It seems like a well designed chess engine should think when the opponent is moving.  It should identify the top few possible moves the opponent is likely to play and start evaluating them so that it has a head start on the analysis when the opponent actually moves.  But I suspect that engines actually just sit idle and do nothing when it's the opponent's turn.

I'm asking because I'm wondering if slower play on my part actually makes the engine stronger.

Avatar of Ubik42
It probably would have been more useful 25 years ago when Blue was struggling to defeat Kasparov, but now who cares they are so much better anyway.
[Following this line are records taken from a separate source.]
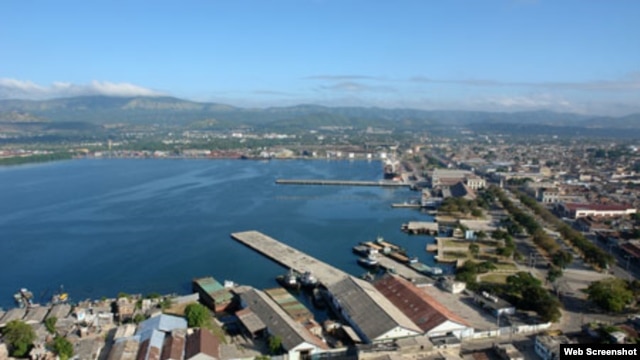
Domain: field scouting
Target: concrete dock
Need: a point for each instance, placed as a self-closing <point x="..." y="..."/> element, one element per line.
<point x="289" y="257"/>
<point x="404" y="271"/>
<point x="384" y="183"/>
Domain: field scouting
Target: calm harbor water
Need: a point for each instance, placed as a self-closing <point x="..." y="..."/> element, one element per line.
<point x="100" y="227"/>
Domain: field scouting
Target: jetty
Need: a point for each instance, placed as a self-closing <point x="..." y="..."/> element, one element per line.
<point x="383" y="183"/>
<point x="420" y="227"/>
<point x="289" y="257"/>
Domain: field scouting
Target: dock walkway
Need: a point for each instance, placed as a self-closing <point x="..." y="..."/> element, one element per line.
<point x="404" y="271"/>
<point x="289" y="257"/>
<point x="341" y="182"/>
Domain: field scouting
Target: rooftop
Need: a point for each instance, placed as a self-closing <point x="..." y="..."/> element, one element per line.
<point x="419" y="306"/>
<point x="374" y="314"/>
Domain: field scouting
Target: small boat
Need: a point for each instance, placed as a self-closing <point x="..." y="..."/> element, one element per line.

I remember the first chess computer I bought ages ago, the “chess challenger”, I was so excited when I got home with it, finally an actual opponent. Then I figured out it had a search horizon of 1.5 moves. What a let down.
Avatar of Arnaut10

Interesting question. I have never really thought about it. It makes sense for them to do that, but I don't think they are programmed to. I can be completely wrong since I'm not familiar about that at all. Still I think your speed of playing doesn't affect engines (and if it does, its so little that it becomes irrelevant). I will keep following this hoping someone gives a quality answer and I find out. Thats why I replied in the first place xd

Avatar of Vincidroid

As far as I know, there is a "ponder" mode in Arena. If it is turned on, the engine thinks while you are taking your time to move.

Avatar of brianchesscake

Do you really think engines need to use your time to think? Their own time is more than enough to crunch through hundreds of thousands of positions per second and find optimal evaluations.

Avatar of EscherehcsE
Vincidroid wrote:

As far as I know, there is a "ponder" mode in Arena. If it is turned on, the engine thinks while you are taking your time to move.

Correct. If the pondering option is enabled for an engine, it will think on the opponent's time.

Avatar of Arnaut10

Yeah but engines can't decide between two or three moves sometimes. Either all top moves are equal or differ by +- 0,1-0,4. And if you let them 'think' longer (5-15 minutes) they eventually decide which move is the best without switching between them. So it would make a difference if I think about my move for one minute or for seven because they will also use my time and get a more precise move than they would usually play.

Avatar of Ubik42
It’s just not necessary now.

There was a time when the selling point of an engine was how good a game it could give your average tournament amateur player.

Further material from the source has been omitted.